A globally convergent algorithm for nonconvex optimization based on block coordinate update

TL;DR

This paper introduces a globally convergent block coordinate update algorithm for nonconvex optimization, proving convergence to critical points and demonstrating efficiency through applications in matrix and tensor factorization.

Contribution

It establishes the first convergence proof for the entire iterate sequence of a block coordinate method in nonconvex settings, under broad conditions including the KL property.

Findings

Proves convergence of the full sequence to a critical point.

Shows the algorithm's effectiveness in nonnegative matrix and tensor factorization.
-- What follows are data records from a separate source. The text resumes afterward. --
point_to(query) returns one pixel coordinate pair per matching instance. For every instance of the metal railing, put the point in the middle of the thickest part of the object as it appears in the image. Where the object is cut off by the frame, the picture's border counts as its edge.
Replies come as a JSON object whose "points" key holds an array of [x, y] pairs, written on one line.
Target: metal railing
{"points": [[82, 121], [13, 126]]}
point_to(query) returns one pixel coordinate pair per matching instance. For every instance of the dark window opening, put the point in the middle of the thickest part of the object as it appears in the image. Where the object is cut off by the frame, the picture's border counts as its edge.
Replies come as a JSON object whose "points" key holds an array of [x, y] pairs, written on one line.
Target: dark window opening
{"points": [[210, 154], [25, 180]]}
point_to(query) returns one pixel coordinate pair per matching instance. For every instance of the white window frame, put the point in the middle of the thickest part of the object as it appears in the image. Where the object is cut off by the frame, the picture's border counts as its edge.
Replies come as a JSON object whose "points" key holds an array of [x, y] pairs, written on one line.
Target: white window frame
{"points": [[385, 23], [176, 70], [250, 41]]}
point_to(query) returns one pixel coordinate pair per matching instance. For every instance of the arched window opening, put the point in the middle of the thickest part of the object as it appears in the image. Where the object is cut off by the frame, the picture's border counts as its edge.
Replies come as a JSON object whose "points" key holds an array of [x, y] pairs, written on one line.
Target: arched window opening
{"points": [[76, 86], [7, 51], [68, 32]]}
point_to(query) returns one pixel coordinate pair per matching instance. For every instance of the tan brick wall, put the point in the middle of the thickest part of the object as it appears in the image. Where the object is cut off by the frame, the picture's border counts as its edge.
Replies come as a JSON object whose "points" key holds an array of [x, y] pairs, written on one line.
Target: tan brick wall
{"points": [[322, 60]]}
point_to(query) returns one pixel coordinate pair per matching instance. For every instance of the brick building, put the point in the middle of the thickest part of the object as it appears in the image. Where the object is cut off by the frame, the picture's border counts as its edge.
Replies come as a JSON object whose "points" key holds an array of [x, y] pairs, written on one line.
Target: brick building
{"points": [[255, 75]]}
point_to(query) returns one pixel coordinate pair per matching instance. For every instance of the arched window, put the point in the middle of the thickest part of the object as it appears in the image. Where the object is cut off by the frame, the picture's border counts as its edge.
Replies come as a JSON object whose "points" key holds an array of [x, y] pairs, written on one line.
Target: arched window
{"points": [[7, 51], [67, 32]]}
Demonstrates global convergence of coordinate descent and modified rank-one residue methods.

Abstract

Nonconvex optimization problems arise in many areas of computational science and engineering and are (approximately) solved by a variety of algorithms. Existing algorithms usually only have local convergence or subsequence convergence of their iterates. We propose an algorithm for a generic nonconvex optimization formulation, establish the convergence of its whole iterate sequence to a critical point along with a rate of convergence, and numerically demonstrate its efficiency. Specially, we consider the problem of minimizing a nonconvex objective function. Its variables can be treated as one block or be partitioned into multiple disjoint blocks. It is assumed that each non-differentiable component of the objective function or each constraint applies to one block of variables. The differentiable components of the objective function, however, can apply to one or multiple blocks of variables together. Our algorithm updates one block of variables at time by minimizing a certain prox-linear surrogate. The order of update can be either deterministic or randomly shuffled in each round. We obtain the convergence of the whole iterate sequence under fairly loose conditions including, in particular, the Kurdyka-{\L}ojasiewicz (KL) condition, which is satisfied by a broad class of nonconvex/nonsmooth applications. We apply our convergence result to the coordinate descent method for non-convex regularized linear regression and also a modified rank-one residue iteration method for nonnegative matrix factorization. We show that both the methods have global convergence. Numerically, we test our algorithm on nonnegative matrix and tensor factorization problems, with random shuffling enable to avoid local solutions.